If electron didn't exist, it would be QT, or we'd only see native apps on Windows like the old days, and nothing at all on macOS and Linux (or just web apps).

It's not a tech issue but a cultural/management problem.

Personally I try to avoid Electron apps as much as possible, but it's pretty much unavoidable now. Docker Desktop, Bitwarden, 1password, slack, VSCode, dropbox, GitHub Desktop, Obsidian, Notion, Signal, Discord, etc. All the major apps are electron. Even in the Windows world Microsoft stopped making native and makes heavy use of their own version of Electron (EdgeWebView2) for their own apps. The freaking start menu is react native ffs.

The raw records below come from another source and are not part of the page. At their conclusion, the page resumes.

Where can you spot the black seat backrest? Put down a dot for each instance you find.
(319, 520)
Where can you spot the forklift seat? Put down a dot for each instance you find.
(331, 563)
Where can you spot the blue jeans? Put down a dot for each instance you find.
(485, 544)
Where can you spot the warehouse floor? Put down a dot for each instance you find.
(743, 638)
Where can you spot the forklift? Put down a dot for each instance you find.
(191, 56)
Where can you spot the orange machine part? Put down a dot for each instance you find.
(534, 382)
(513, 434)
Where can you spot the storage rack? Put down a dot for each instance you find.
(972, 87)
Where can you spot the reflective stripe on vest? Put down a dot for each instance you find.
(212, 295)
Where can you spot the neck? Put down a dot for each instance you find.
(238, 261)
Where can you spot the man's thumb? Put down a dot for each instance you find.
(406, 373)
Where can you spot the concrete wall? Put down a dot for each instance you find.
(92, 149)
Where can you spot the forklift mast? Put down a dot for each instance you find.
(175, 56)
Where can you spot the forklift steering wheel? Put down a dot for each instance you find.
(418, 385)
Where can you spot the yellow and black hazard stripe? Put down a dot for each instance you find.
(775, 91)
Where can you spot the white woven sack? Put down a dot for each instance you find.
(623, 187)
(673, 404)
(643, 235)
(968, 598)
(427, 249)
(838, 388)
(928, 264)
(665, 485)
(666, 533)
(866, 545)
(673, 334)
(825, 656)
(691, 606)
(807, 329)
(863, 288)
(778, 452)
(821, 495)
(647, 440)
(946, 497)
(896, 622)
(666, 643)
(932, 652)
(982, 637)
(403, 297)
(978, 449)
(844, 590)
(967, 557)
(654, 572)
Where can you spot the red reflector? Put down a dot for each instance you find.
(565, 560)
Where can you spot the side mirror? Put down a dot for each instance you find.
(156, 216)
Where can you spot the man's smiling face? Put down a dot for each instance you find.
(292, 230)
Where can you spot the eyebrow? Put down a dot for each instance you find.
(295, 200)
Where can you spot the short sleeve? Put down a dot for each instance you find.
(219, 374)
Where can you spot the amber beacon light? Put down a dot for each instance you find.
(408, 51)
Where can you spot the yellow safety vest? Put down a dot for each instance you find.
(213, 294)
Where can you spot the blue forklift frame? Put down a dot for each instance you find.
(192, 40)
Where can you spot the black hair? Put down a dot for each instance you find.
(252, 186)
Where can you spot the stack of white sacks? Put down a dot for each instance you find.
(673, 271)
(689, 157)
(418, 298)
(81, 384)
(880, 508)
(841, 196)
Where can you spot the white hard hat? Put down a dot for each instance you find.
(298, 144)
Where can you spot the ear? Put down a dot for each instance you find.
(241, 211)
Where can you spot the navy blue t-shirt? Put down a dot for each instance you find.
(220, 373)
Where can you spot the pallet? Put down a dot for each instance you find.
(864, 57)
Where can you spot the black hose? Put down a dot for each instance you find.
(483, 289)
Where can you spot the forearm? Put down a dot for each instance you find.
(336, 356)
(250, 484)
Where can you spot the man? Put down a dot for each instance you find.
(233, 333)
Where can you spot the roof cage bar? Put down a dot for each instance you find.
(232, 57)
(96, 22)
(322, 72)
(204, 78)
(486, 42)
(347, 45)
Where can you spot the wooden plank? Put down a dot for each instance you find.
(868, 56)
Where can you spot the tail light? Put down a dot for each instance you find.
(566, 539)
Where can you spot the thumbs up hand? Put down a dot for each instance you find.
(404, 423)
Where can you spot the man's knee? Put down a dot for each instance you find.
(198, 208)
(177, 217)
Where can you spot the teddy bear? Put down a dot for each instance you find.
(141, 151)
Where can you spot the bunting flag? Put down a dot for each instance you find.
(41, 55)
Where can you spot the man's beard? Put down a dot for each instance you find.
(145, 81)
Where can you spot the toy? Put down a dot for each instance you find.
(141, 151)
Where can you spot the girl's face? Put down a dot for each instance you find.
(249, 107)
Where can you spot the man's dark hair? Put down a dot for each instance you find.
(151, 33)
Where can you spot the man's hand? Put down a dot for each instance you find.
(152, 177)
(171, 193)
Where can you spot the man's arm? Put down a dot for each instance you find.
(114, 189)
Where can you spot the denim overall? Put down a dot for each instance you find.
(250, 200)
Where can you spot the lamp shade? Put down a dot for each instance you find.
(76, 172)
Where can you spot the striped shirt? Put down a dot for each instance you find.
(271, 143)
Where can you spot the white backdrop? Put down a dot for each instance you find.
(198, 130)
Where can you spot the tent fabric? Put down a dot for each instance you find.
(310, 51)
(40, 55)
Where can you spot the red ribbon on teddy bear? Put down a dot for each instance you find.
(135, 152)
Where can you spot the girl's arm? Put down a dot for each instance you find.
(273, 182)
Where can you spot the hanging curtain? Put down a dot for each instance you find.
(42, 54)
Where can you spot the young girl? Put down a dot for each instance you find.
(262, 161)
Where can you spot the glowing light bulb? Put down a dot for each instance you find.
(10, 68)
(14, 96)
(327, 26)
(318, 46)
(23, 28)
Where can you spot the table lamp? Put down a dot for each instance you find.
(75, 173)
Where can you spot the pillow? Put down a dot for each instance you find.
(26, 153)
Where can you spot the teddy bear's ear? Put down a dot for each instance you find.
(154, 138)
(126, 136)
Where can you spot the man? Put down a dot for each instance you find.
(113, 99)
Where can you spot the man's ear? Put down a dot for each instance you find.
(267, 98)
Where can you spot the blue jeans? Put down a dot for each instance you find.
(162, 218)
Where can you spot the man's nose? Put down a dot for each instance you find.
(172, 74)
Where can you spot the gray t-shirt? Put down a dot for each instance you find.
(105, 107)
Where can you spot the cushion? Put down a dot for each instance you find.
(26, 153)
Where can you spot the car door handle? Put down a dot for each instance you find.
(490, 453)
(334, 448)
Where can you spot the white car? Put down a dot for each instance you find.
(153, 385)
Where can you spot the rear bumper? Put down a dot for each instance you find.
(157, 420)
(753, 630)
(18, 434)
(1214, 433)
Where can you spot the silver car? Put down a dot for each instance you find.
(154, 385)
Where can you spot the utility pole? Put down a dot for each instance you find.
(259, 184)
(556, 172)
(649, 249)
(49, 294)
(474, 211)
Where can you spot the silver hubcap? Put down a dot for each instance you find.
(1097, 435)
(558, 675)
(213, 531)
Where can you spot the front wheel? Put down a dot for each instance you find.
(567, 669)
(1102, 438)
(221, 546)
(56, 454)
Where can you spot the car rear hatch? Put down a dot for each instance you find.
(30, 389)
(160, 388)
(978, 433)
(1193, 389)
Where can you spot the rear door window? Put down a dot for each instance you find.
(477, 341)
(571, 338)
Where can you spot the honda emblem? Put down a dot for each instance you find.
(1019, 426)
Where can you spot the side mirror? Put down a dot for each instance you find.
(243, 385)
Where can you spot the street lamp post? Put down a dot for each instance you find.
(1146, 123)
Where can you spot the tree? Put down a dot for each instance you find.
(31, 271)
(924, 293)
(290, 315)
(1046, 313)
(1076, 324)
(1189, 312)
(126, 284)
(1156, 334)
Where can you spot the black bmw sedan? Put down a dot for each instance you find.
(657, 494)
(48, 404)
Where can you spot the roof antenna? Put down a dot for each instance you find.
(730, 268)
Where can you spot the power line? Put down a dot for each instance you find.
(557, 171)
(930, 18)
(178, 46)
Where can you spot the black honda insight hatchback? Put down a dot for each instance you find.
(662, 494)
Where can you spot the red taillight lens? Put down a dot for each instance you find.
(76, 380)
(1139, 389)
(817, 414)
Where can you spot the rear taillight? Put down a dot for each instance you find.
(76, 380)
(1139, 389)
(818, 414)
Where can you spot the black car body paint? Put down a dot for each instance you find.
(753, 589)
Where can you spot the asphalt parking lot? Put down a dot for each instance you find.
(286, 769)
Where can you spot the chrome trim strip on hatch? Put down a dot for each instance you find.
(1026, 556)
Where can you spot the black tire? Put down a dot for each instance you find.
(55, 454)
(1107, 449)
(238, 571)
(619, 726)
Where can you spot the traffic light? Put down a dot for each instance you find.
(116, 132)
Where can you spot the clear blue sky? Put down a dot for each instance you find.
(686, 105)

The industry has lost its collective mind in favor of being able to hire cheap javascript talent


The other reason is that many of the companies that ship Electron apps are web-first companies. Slack, Discord, VSCode, Github, and Notion were all solely web apps at first — some for years — before any native app was released.

To these companies, a "native app" is just "a web app with its own start-menu icon, no browser chrome, and access to OS APIs."

(In other words: if PWAs had access to all the same OS APIs that Electron does, then these companies wouldn't ship native apps at all!)


I have written applications for macOS in Objective-C and remain a Swift skeptic. Maybe the language has more serious design behind it now. I don’t know. As much as I hate JavaScript, maybe it is time for Apple to provide a JavaScript API or their own official Electron layer. I really hate how Electron apps don’t use the same text input field as the rest of macOS.


That's sort of the route Microsoft went with EdgeWebView2.

Swift itself is great and stable enoug now. I really like the language. SwiftUI though still needs work and is still missing functionality that you have to fall back on AppKit for so there's tons of bridges to embed AppKit views in your SwiftUI hierarchy (like NSTextView still relies on AppKit, as does some drag and drop functionality) so at a certain point you might as well just continue using AppKit.


Apple introduced an entirely new language and UI framework to make it easier, Swift and SwiftUI respectively. They have tutorials, classes, thousands of example projects, playgrounds, videos, and documentation. No, it’s not hard at all.

But very few users seem to care about performance or polish, so why not save a few bucks and build your desktop software with some cheap JavaScript devs?